In females or other patients where catheterization is expected to be difficult or uncomfortable for the patient, it is often beneficial to place an indwelling silicone Foley urinary catheter. In patients undergoing diagnostic imaging and/or surgery, this can be accomplished under general anesthesia at the time of imaging or surgery. Once urine flows from the catheter, the balloon at the tip of the catheter is inflated with sterile saline and the catheter connected to a sterile, closed urine collection system. Urine is aseptically drained from the collection system two to four times daily and urine volume recorded. The exposed portion of the catheter is cleaned daily with antiseptic solution.
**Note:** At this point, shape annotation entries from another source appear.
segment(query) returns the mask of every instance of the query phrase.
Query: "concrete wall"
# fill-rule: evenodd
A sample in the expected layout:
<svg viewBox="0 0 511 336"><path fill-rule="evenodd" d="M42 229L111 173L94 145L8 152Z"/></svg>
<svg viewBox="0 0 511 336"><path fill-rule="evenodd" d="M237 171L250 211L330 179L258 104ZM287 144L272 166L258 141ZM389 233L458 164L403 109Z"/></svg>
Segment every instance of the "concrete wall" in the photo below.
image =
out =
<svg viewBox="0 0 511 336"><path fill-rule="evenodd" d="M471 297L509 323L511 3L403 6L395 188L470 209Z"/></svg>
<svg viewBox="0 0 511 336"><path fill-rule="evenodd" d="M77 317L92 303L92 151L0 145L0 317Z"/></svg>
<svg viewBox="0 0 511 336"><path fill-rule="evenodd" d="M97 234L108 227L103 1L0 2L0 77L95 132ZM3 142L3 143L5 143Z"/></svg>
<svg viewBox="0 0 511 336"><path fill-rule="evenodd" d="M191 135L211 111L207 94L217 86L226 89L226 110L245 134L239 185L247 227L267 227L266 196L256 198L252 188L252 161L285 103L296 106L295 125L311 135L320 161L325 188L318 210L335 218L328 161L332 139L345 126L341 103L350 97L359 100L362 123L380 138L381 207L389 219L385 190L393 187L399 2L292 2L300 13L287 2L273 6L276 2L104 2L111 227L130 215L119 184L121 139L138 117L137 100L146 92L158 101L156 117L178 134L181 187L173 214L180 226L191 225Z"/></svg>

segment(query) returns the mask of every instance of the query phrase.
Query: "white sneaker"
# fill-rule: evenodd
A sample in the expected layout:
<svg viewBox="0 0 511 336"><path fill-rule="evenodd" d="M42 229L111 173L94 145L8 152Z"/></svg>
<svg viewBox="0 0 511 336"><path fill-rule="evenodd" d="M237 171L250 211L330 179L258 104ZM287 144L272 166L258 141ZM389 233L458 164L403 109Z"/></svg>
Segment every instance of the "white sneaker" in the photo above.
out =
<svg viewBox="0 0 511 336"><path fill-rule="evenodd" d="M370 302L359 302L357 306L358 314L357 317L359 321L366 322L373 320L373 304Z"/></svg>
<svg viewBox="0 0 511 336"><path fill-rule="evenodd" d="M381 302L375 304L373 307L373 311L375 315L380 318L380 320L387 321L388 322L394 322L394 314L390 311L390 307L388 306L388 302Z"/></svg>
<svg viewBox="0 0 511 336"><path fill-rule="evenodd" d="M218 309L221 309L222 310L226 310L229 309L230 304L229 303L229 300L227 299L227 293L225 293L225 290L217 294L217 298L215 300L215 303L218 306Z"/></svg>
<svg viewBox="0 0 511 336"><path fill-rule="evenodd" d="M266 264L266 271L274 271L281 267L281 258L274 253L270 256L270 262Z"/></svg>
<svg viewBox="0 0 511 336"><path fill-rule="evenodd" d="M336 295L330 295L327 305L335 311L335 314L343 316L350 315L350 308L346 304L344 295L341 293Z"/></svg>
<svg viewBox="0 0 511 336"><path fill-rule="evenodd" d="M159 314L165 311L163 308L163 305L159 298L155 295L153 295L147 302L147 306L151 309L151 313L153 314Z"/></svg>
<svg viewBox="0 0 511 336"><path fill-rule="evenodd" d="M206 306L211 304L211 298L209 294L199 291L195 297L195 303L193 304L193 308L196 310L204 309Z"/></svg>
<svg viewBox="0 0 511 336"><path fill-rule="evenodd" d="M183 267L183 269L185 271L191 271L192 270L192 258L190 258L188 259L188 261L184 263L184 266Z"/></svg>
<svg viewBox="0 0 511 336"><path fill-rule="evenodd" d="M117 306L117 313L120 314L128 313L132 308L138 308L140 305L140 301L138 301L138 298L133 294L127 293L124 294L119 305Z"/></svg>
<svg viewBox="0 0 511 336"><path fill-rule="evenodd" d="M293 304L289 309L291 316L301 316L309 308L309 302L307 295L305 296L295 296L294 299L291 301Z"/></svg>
Once the patient has recovered strong motor function in the pelvic limbs, or one anticipates being able to accomplish manual bladder emptying, the urinary catheter may be removed and the patient observed for voluntary urination.

Although urethral catheterization carries a risk of introducing bacteria, one study did not find a statistically significant difference in the rate of UTI in patients managed with intermittent catheterization or indwelling catheterization, compared to manual expression [4]. A longer duration of catheterization is associated with a progressive increase in the risk for UTI, so catheterization is stopped as soon as the patient is able to urinate voluntarily [2, 4]. Empiric antibiotic therapy for prophylaxis during the period of indwelling catheterization is generally contraindicated because this increases the risk of UTI and antibiotic resistance [5].